The American Mathematical Association of Two Year Colleges sponsor the annual event.

In many ways, Brock Brown is a typical teenager. He has an after school job, doesn't like homework, and enjoys making music and spending time with friends.

Last spring, as a sophomore, he was sitting in his math class learning to use Pascal's triangle to solve binomial expansions, and devised a quicker formula that according to Moulton is elegant and simple.

"It's going to take a really long time on the homework if I do it this way," Brown said he told himself.

Unlike his high school peers, Brown pondered the pattern he saw in Pascal's triangle and found a short cut. Currently a junior at Lehi High School, he got his homework done faster, which was his intent, and also got the attention of university scholars.

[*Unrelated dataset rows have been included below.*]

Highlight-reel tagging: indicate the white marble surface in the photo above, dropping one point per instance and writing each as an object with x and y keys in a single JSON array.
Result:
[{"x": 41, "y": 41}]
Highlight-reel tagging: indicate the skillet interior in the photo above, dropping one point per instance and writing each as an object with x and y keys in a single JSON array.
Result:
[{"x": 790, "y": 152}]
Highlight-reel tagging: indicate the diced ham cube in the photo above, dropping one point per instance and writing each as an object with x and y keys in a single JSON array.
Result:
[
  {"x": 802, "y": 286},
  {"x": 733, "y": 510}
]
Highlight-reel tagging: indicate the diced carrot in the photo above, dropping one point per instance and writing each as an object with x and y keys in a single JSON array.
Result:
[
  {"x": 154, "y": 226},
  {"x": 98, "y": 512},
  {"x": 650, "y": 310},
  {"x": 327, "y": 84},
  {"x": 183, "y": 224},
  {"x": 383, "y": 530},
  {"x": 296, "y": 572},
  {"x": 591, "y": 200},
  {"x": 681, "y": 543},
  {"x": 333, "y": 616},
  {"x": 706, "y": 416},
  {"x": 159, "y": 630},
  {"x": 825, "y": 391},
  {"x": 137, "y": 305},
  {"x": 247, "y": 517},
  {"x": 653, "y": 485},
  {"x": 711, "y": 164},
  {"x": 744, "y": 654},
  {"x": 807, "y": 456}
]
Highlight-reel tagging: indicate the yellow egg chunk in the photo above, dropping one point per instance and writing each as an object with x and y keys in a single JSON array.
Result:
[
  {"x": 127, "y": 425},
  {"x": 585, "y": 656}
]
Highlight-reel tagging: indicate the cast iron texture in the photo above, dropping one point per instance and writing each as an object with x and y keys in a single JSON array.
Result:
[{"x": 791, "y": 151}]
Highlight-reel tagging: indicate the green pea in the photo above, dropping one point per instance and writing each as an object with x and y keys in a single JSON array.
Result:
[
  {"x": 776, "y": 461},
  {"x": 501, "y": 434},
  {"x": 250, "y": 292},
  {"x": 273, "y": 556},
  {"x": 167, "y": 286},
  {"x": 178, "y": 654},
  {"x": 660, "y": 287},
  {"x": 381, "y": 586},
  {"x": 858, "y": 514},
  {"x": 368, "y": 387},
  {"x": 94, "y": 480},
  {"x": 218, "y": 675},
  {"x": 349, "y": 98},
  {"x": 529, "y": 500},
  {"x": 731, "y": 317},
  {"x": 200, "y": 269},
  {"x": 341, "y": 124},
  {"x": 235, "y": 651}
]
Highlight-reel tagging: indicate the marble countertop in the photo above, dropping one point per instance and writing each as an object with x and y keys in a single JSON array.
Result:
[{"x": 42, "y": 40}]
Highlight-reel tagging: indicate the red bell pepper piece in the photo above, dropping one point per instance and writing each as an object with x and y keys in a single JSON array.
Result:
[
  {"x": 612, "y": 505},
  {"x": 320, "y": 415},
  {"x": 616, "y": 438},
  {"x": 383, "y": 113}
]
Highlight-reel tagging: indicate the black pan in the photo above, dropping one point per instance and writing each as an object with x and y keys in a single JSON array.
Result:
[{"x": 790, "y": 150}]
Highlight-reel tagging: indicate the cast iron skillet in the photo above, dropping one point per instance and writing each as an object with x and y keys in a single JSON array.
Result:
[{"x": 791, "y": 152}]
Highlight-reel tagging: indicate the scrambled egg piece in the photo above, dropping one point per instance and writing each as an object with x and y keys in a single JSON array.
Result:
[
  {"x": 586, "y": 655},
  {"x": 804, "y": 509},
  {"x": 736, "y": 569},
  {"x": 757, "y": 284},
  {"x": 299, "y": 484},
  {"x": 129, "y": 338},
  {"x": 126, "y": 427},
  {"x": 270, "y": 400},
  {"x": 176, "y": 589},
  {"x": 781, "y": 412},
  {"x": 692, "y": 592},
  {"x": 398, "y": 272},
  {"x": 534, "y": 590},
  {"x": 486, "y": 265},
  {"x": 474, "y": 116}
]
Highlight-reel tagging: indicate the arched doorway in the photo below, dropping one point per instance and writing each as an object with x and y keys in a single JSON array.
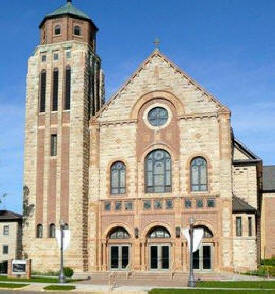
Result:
[
  {"x": 119, "y": 249},
  {"x": 159, "y": 248},
  {"x": 203, "y": 257}
]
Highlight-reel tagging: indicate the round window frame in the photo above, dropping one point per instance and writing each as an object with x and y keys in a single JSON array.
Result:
[{"x": 155, "y": 105}]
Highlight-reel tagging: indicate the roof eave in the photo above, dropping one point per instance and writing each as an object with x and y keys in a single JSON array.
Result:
[{"x": 67, "y": 14}]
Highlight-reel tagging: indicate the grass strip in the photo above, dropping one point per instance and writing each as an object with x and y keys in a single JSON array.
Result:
[
  {"x": 33, "y": 280},
  {"x": 59, "y": 288},
  {"x": 206, "y": 291},
  {"x": 238, "y": 284},
  {"x": 12, "y": 286}
]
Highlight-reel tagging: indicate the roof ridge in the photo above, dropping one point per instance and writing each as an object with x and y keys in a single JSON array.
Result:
[{"x": 157, "y": 52}]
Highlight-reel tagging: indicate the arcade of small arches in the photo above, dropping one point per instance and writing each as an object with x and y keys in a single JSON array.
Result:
[{"x": 155, "y": 249}]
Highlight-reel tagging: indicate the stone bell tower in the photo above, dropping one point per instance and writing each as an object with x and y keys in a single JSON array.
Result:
[{"x": 65, "y": 88}]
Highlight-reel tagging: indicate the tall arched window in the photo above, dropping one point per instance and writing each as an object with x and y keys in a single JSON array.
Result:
[
  {"x": 159, "y": 232},
  {"x": 119, "y": 233},
  {"x": 77, "y": 30},
  {"x": 39, "y": 231},
  {"x": 43, "y": 76},
  {"x": 67, "y": 104},
  {"x": 199, "y": 174},
  {"x": 158, "y": 172},
  {"x": 118, "y": 178},
  {"x": 52, "y": 231},
  {"x": 57, "y": 30},
  {"x": 55, "y": 90}
]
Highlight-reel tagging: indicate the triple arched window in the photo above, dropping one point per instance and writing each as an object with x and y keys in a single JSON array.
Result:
[
  {"x": 198, "y": 174},
  {"x": 158, "y": 172},
  {"x": 118, "y": 173}
]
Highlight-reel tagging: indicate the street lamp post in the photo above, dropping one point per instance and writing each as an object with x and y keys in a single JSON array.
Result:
[
  {"x": 62, "y": 279},
  {"x": 191, "y": 279}
]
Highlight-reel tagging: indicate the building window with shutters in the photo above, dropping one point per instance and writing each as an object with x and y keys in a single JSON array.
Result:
[
  {"x": 198, "y": 174},
  {"x": 55, "y": 90},
  {"x": 53, "y": 145},
  {"x": 118, "y": 172},
  {"x": 67, "y": 105},
  {"x": 238, "y": 226},
  {"x": 42, "y": 91}
]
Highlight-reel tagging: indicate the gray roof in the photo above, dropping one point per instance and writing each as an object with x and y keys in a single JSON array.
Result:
[
  {"x": 269, "y": 178},
  {"x": 241, "y": 206},
  {"x": 8, "y": 215}
]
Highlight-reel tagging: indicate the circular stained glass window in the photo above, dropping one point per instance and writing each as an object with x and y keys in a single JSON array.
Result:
[{"x": 158, "y": 116}]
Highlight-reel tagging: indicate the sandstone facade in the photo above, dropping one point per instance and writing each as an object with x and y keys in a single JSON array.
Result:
[{"x": 75, "y": 184}]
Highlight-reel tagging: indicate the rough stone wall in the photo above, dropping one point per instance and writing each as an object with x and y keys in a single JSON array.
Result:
[
  {"x": 245, "y": 184},
  {"x": 10, "y": 240},
  {"x": 68, "y": 174},
  {"x": 244, "y": 247},
  {"x": 204, "y": 130},
  {"x": 268, "y": 225}
]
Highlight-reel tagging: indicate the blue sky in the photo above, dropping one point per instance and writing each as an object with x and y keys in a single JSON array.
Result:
[{"x": 227, "y": 46}]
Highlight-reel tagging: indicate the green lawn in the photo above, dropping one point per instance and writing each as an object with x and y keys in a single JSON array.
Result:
[
  {"x": 33, "y": 280},
  {"x": 238, "y": 284},
  {"x": 205, "y": 291},
  {"x": 12, "y": 286},
  {"x": 59, "y": 288}
]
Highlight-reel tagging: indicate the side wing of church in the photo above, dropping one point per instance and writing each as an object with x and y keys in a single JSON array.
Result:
[{"x": 126, "y": 176}]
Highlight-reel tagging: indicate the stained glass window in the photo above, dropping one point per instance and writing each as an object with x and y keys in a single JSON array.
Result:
[
  {"x": 198, "y": 174},
  {"x": 119, "y": 233},
  {"x": 52, "y": 231},
  {"x": 158, "y": 172},
  {"x": 158, "y": 116},
  {"x": 159, "y": 232},
  {"x": 118, "y": 172}
]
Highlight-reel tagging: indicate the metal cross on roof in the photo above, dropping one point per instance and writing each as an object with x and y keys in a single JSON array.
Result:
[{"x": 156, "y": 43}]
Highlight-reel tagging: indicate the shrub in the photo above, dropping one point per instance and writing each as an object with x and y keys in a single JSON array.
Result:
[{"x": 68, "y": 272}]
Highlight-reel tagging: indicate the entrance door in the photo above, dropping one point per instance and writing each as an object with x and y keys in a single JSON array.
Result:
[
  {"x": 119, "y": 257},
  {"x": 159, "y": 257},
  {"x": 202, "y": 258}
]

Binomials are an algebraic expression showing the sum or difference of two terms. An expansion raises a binomial to a power. As long as the powers are low, binomial expansions can be solved simply. With higher powers, multiplying binomials can quickly become very complicated.

"Multiplying down 20 rows creates lots of room for error," said Sharon Gourley, Brown's LHS math teacher.

After class, Brown approached his teacher and said he could do the homework without using Pascal's triangle.

"While I was teaching, I could just see his brain going. When he told me after class, I knew right away that he probably had something really cool," Gourley said.

Brown said he hated doing homework but knows it's sometimes necessary. He thought creating his theorem was easier because he hadn't done the class assignment yet. "Homework locks you into doing things the expected way," he said.

At the same time Brown was wowing his math teacher, his mother, Sarah Brown, was attending a math class at UVU for her graphic design major.

While going over difficult course work, Brown's mother told her professor that her son really excels in math and could probably solve anything he could throw at him.

"I sort of took that as a personal challenge and began sending Sarah home with really tricky problems for Brock to solve, but I never stumped him," Moulton said.

"When his mother kept bringing back his work with the right answers I thought 'Who is this kid?' " he said.

Brock Brown showed his formula to Moulton.

"When we brought it to him he was blown away by it and volunteered to create a proof," Brock Brown said.

Moulton worked with his department chair to mathematically show this theorem works in every case. He said at UVU they're always looking to nurture curiosity and promote education in the community.

Sarah Brown credits Gourley with creating the environment in a high school class where her son could use his unique talent.

"In the university setting, they're constantly publishing and rewriting theorems. You just don't expect to see it from a high school student," Gourley said.

Moulton submitted Brock's Theorem to the AMATYC, and they were invited to participate in the upcoming conference.

"All we did was a little mathematical thing. Other people have created similar formulas but Brock's work is really elegant and simple," Moulton said.

Brock Brown said his LDS faith inspires every aspect of his life. His success in mathematics aside, he said he dreams of one day becoming a seminary teacher.

He said people should strive for more than just knowledge about various subjects.

"Knowledge is a step toward understanding, which is a step toward teaching," he said, adding that "The key is to not simply take things apart, detail by detail; not simply to compartmentalize and segregate; but also to unify and put the pieces back together."